16. A search for the first humans is also a search for the first language and vice-versa. Furthermore, the time involved between their origin and the present may be incredibly less than is presently assigned, a few thousands rather than several million years. Such a microchronology may follow from the massive concentration of changes accompanying an essentially simple quantavolution, the micro-second instinct-delay.

17. If all languages can, by research methods still to be devised, be shown to regress to a unique ecumenical origin, then a one-time, one-place humanization is strongly implied. If at the same time humanization can be shown, by such arguments as I have advanced here and elsewhere, to have been a one-time, one-place event, then all languages would have arisen from a singular origin.
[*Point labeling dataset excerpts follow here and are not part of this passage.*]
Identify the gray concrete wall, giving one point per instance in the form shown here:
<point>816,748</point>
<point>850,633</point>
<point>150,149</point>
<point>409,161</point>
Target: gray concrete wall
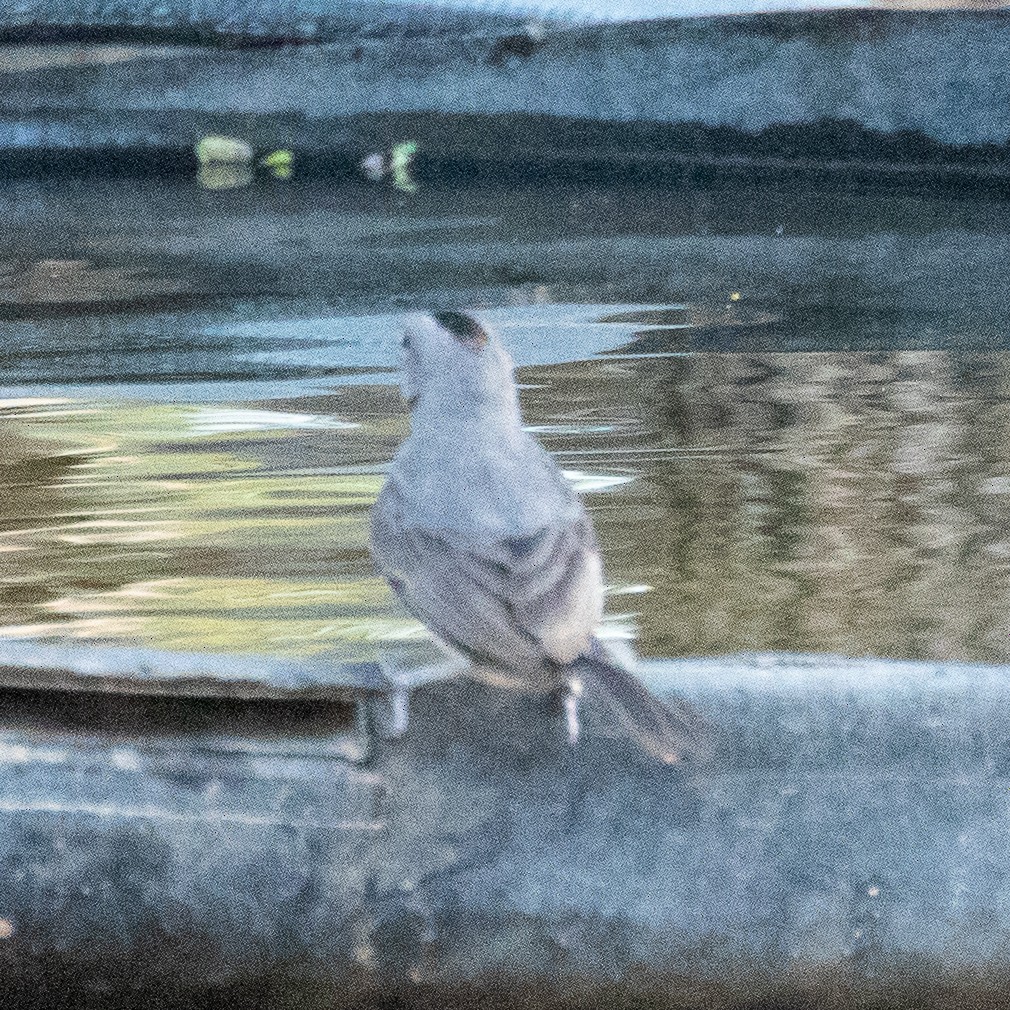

18. A chimpanzee cannot speak because he has no one to whom to speak (no internal alter ego) and therefore no compulsive will to speak. A human can speak because he will, he wants to, he must, speak. According to conventional evolutionary theory, a ladder of innovations is devised to accommodate a series of supposed incremental physical and cultural changes precedent to and subsequent to the ultimate psycho-physical necessity of speech. But humans as such would always have communicated in human terms, no matter what their posture, their social habits and diet, or the way their tongues wagged, or the elevation of their larynx, or the size of their brain-case -- all within limits, of course. Once they had to get their heads together, their internal heads and collective heads, they were compelled to communicate like mad. And, being megalomanic and delusionary optimists, they invented free will and congratulated themselves upon being able to speak whenever they felt like it. In this radical, simple, and ironic sense, it becomes literally true that the first of our ancestors spoke because they felt like speaking.